Driving that point home, The Washington Post reports that Medicare for all “would require tax hikes on middle class families,” a fact on which independent analysts agree. The Mercatus Center warns that, even at a low-end cost estimate of $30 trillion over 10 years, “doubling all federal individual and corporate income taxes going forward would be insufficient to fully finance the plan,” while CRFB found that enacting Medicare for all “would mean increasing federal spending by about 60 percent (excluding interest)” and “would require the equivalent of tripling payroll taxes or more than doubling all other taxes.”
USA Today continues:
What stands out is the utter impracticality of getting from where things stand today to what he proposes. In an era of intense political polarization, no measure that disrupts insurance for more than 100 million Americans, most of them reasonably satisfied with their coverage, would get through Congress … The nonpartisan Congressional Budget Office, which has long been the gold standard for estimating the cost of legislation, looked at Sanders’ plan and decided there were too many unknowns to produce a hard number. But CBO did say that implementing it would be “complicated, challenging and potentially disruptive.” The combination of generous benefits and lower payments to health care providers could create “a shortage of providers, longer wait times and changes in the quality of care,” CBO warned last week.

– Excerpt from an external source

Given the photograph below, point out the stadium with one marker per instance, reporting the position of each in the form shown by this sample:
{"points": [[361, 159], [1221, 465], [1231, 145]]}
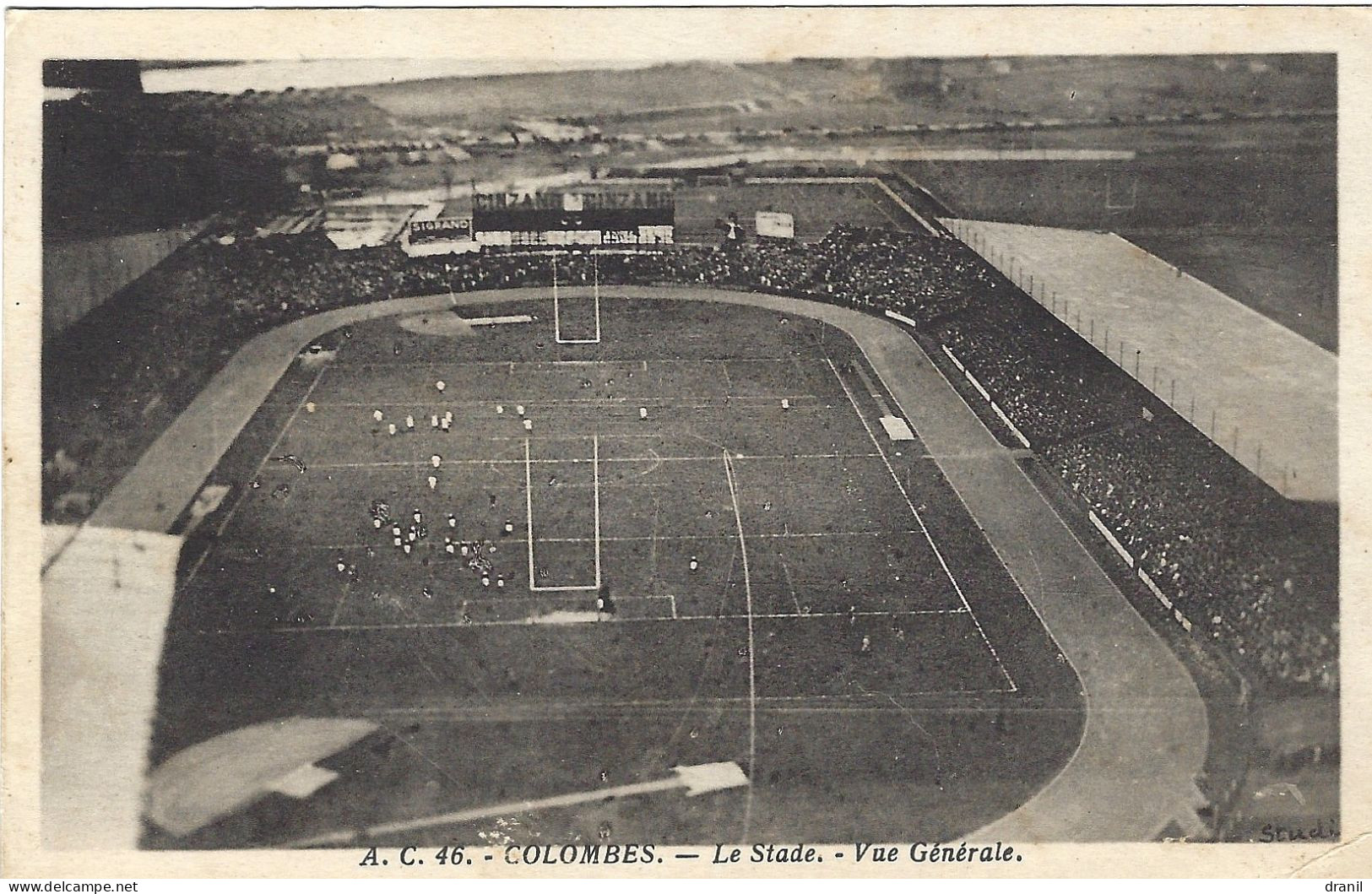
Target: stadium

Today, roughly 90 percent of Americans are covered. U.S. Census data indicate that more than 217 million Americans benefit from private coverage – including 180 million who receive coverage through their employers and 10 million who shopped for coverage through the marketplaces last year. More than 20 million seniors are enrolled in the popular Medicare Advantage program.

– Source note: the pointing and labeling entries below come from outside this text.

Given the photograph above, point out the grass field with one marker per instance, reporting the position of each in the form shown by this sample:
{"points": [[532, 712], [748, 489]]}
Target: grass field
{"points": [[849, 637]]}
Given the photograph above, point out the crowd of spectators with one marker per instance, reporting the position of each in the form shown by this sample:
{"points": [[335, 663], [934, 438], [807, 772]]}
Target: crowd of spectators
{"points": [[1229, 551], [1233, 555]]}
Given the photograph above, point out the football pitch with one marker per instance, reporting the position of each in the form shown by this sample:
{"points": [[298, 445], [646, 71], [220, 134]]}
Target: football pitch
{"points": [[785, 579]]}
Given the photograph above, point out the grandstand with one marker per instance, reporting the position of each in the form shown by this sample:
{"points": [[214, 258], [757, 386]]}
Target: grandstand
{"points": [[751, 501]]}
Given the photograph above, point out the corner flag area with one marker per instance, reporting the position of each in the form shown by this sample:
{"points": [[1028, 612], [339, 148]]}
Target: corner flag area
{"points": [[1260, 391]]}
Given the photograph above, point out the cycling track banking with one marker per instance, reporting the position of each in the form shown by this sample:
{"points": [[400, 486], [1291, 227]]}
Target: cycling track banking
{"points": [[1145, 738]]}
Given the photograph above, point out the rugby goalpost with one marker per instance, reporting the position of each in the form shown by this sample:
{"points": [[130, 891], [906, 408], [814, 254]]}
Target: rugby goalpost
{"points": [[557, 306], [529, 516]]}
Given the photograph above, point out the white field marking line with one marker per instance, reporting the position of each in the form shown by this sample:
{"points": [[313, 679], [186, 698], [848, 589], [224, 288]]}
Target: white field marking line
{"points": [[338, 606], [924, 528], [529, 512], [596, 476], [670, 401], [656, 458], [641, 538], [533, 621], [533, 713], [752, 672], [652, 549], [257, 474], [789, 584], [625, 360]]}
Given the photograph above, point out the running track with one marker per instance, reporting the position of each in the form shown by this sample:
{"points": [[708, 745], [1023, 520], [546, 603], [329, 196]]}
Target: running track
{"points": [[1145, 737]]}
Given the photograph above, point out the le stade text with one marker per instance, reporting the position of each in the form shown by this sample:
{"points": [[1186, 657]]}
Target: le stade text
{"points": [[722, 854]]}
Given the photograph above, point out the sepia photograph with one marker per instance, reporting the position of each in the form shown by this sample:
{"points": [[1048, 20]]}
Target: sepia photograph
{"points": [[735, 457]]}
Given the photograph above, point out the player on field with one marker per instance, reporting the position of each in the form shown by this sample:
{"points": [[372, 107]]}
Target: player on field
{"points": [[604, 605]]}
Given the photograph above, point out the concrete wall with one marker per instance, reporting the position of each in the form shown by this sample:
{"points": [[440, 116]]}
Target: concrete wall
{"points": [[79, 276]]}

Public opinion research shows that a majority of Americans are satisfied with their coverage and care. “Perhaps the greatest political danger for Democrats is that Medicare for all would disrupt coverage” for every one of those Americans, Bloomberg reports.
As the CBO notes, under Medicare for all, “participants would not have a choice of insurer or health benefits. Compared with the options available under the current system, the benefits provided by the public plan might not address the needs of some people… And, unlike a system with competing private insurers, the public plan might not be as quick to meet patients’ needs, such as covering new treatments.”